With the 13 Points as a manifesto, sub-groups within the Young Lords Party formed. These groups shared a broad mission, but they had distinct goals, acted separately, and often used different tactics and methods.
For example, the Women's Union sought to aid women in their social struggle for gender equality. The Puerto Rican Student Union focused on recruiting and educating high school and college students. The Committee for the Defense of the Community focused on social change, establishing nutrition programs for community members and taking on big issues like access to health care.
Controversy and Decline
As the Young Lords Party grew and expanded their operations, one branch of the organization became known as the Puerto Rican Revolutionary Workers Organization. The PPRWO was explicitly anti-capitalist, pro-union, and pro-communist. As a result of these stances, the PPRWO came under scrutiny by the U.S. government and was infiltrated by the FBI. The extremism of certain factions of the party led to increased member infighting. The Young Lords Party's membership declined, and the organization was essentially disbanded by 1976.

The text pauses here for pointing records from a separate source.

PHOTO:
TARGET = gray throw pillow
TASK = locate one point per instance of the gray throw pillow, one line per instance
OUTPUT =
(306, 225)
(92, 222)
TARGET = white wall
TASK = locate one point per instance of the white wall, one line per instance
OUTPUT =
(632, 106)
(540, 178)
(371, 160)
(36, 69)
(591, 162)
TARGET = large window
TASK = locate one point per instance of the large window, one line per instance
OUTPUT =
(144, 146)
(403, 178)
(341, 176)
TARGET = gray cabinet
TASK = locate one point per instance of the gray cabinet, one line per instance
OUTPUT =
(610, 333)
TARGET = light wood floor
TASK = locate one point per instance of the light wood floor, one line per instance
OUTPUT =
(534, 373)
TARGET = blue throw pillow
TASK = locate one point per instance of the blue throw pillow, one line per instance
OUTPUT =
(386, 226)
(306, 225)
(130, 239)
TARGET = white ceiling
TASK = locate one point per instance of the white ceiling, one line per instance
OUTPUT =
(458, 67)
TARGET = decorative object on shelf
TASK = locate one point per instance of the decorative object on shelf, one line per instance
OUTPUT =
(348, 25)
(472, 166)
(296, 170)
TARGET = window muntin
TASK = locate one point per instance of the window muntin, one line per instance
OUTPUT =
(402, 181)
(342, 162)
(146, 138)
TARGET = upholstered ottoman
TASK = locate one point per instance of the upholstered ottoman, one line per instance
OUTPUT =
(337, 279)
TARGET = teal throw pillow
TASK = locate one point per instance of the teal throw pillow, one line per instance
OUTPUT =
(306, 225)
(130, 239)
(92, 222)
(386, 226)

The Young Lords Party had a brief existence, but its impact has been long-lasting. Some of the radical organization's grassroots social action campaigns resulted in concrete legislation, and many former members went on to careers in media, politics, and public service.
Young Lords Key Takeaways
- The Young Lords Organization was an activist group (and, later, a political party) aimed at improving social conditions for Puerto Ricans in the United States.

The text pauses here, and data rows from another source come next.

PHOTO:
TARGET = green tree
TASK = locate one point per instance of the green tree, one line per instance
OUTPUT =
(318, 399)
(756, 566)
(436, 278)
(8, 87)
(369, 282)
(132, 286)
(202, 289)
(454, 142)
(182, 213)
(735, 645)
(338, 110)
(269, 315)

- Grassroots social campaigns like the Garbage Offensive and the takeover of a Bronx hospital were controversial and sometimes extreme, but they made an impact. Many of the Young Lords' activist campaigns resulted in concrete reforms.
- The Young Lords Party began to decline in the 1970s as increasingly extremist factions broke off from the group and faced scrutiny from the U.S. government. The organization had essentially disbanded by 1976.
- “13 Point Program and Platform of the Young Lords Party.”Institute of Advanced Technology in the Humanities , Viet Nam Generation, Inc., 1993, www2.iath.virginia.edu/sixties/HTML_docs/Resources/Primary/Manifestos/Young_Lords_platform.html.
- Enck-Wanzer, Darrel. The Young Lords: a Reader. New York University Press, 2010.
- Lee, Jennifer. “The Young Lords' Legacy of Puerto Rican Activism.” The New York Times, 24 Aug. 2009, cityroom.blogs.nytimes.com/2009/08/24/the-young-lords-legacy-of-puerto-rican-activism/.
- “New York Young Lords History.” Palante, Latino Education Network Service, palante.org/AboutYoungLords.htm.
- “¡Presente! The Young Lords in New York - Press Release.” Bronx Museum, July 2015, www.bronxmuseum.org/exhibitions/presente-the-young-lords-in-new-york.